Sanding a painting
This painting sat on the shelf for quite a while. I knew it wasn't right, but it wasn't totally wrong either - something that would allow the easy choice of a scrape off or a frisbee toss into the trash. So I sanded and scraped it down to a thinner paint film and worked it again.
Those of you who have taken workshops with me know my thoughts on sanding pigments: not a smart idea. Stupid, actually. And I still think that. Airborne pigments are terribly toxic (especially cadmiums - but no pigments should be inhaled), so let me just tell you that I did take precautions. First, I wet the whole painting with odourless mineral spirits, and then, wearing nitrile gloves, I sanded the surface with wet-dry sandpaper. I didn't go for fine grit paper - which would give fine particles - allowing the scratches of a coarse paper to become part of the work's surface interest.
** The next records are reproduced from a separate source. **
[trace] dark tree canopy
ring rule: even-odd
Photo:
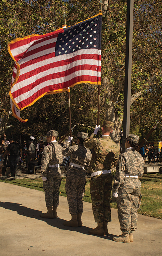
[[[118,142],[122,127],[125,71],[126,1],[103,1],[102,24],[100,123],[104,119],[115,123],[112,136]],[[130,132],[141,138],[161,119],[162,52],[161,0],[134,0],[131,115]],[[9,92],[14,61],[7,51],[12,40],[31,34],[49,33],[64,23],[68,26],[98,13],[99,1],[69,0],[1,0],[0,3],[1,102],[3,117],[0,131],[8,137],[38,138],[49,129],[60,136],[69,129],[67,94],[46,96],[21,111],[26,124],[12,116]],[[97,86],[78,85],[71,90],[72,125],[79,130],[92,131],[96,123]],[[81,124],[84,125],[81,125]],[[151,138],[160,140],[159,125]]]

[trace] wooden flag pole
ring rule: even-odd
[[[100,85],[99,84],[98,86],[98,113],[97,113],[97,126],[99,124],[99,108],[100,106]],[[99,131],[97,134],[97,138],[99,137]]]
[[[68,100],[69,100],[69,127],[70,128],[70,137],[72,137],[72,124],[71,122],[71,111],[70,109],[70,87],[68,88]]]

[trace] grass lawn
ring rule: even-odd
[[[139,214],[162,219],[162,175],[144,174],[140,178],[141,182],[142,203],[138,212]],[[66,196],[65,184],[66,179],[62,178],[60,195]],[[42,179],[23,179],[0,180],[2,182],[43,191]],[[83,201],[91,202],[89,193],[90,179],[87,179]],[[116,202],[111,203],[112,208],[117,208]]]

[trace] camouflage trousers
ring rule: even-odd
[[[48,173],[47,177],[47,180],[43,181],[46,207],[58,206],[61,176],[58,172],[51,172]]]
[[[135,231],[137,222],[137,209],[139,208],[140,188],[123,189],[119,188],[116,199],[118,214],[123,232]]]
[[[96,222],[111,220],[110,199],[112,189],[111,174],[94,176],[91,178],[90,193],[92,209]]]
[[[85,174],[67,170],[65,188],[71,214],[83,212],[82,198],[86,184]]]

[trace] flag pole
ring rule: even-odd
[[[100,0],[99,3],[100,4],[100,11],[102,12],[102,4],[103,4],[102,0]],[[99,124],[99,109],[100,106],[100,85],[98,84],[98,113],[97,113],[97,126]],[[98,132],[97,134],[97,138],[99,137],[99,131]]]
[[[72,124],[71,122],[71,110],[70,108],[70,87],[68,87],[68,101],[69,101],[69,127],[70,128],[70,137],[72,137]]]
[[[100,106],[100,85],[98,84],[98,113],[97,113],[97,126],[99,124],[99,108]],[[98,138],[99,131],[97,134],[97,138]]]

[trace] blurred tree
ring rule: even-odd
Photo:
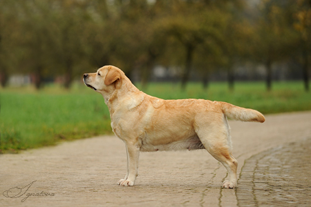
[[[292,2],[291,6],[294,8],[294,27],[300,34],[299,48],[302,54],[304,88],[305,91],[309,91],[309,68],[311,62],[311,1],[299,0]]]
[[[6,87],[9,75],[16,67],[18,21],[14,12],[16,3],[10,0],[0,1],[0,84]]]
[[[290,27],[290,17],[290,17],[285,9],[288,4],[279,0],[263,1],[260,5],[262,15],[253,34],[254,57],[265,66],[267,90],[272,89],[273,63],[288,59],[294,46],[295,34]]]

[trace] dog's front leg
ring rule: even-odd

Wet sanding created a dark, messy sludge on the painting's surface which had to be wiped off often with paper towels and more solvent, but none of it floated poisonously around or hit the studio floor. I couldn't have done it on a soft surface, but the birch panel took a beating. I did have to be very careful to avoid scratching through the layers of acrylic gesso priming.
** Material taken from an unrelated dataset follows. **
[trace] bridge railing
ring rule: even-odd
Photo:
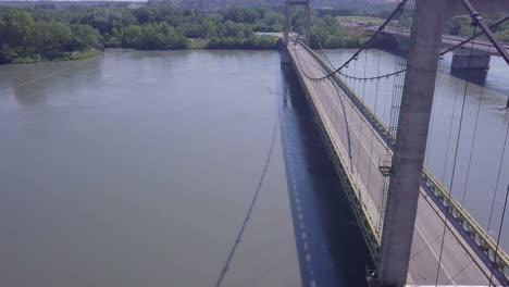
[[[328,73],[333,70],[311,48],[298,41],[313,59]],[[373,125],[382,139],[388,146],[395,142],[395,135],[389,132],[388,126],[368,107],[357,93],[348,87],[338,76],[334,75],[333,80],[342,88],[345,95],[359,108],[365,118]],[[489,237],[487,232],[469,214],[469,212],[451,196],[448,189],[435,178],[427,169],[423,169],[421,175],[421,186],[429,196],[433,198],[442,211],[448,214],[448,220],[457,227],[457,230],[469,244],[476,248],[473,250],[477,255],[489,259],[494,262],[506,278],[509,278],[509,257],[501,247]],[[448,211],[447,211],[448,210]],[[459,228],[458,228],[459,227]]]
[[[300,41],[300,40],[299,40]],[[305,88],[306,97],[308,98],[308,102],[310,103],[311,109],[313,110],[314,114],[319,116],[319,108],[315,105],[315,103],[311,99],[311,95],[307,90],[307,86],[305,84],[303,76],[300,74],[298,71],[298,64],[296,63],[296,60],[290,57],[290,61],[294,64],[294,67],[296,67],[297,73],[299,73],[299,82],[301,86]],[[368,249],[370,251],[370,255],[373,259],[373,262],[377,264],[378,258],[380,258],[380,240],[381,240],[381,234],[378,230],[375,228],[375,224],[373,220],[371,219],[367,207],[362,203],[360,200],[359,196],[359,187],[356,185],[356,182],[353,178],[351,178],[350,173],[344,167],[348,166],[348,164],[345,163],[345,161],[342,159],[342,157],[337,152],[336,142],[332,139],[332,134],[328,130],[327,126],[322,122],[322,121],[316,121],[320,127],[320,132],[325,138],[325,145],[327,146],[327,152],[330,152],[334,166],[336,167],[336,171],[339,174],[339,178],[342,180],[343,187],[346,191],[348,201],[350,205],[353,209],[353,214],[356,215],[358,222],[360,223],[361,232],[364,237],[365,242],[368,244]]]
Below is the painting in its original state. It had some good points, but was too specific and individual a portrait for my liking. What I really enjoy about all of the "person holding fish" pictures that I see is the universality of the gesture. If they intend to release the fish, all anglers adopt a reverent, gentle, cradling posture - offering the fish to the camera with pride and care. In the repaint, that was what I aimed to capture.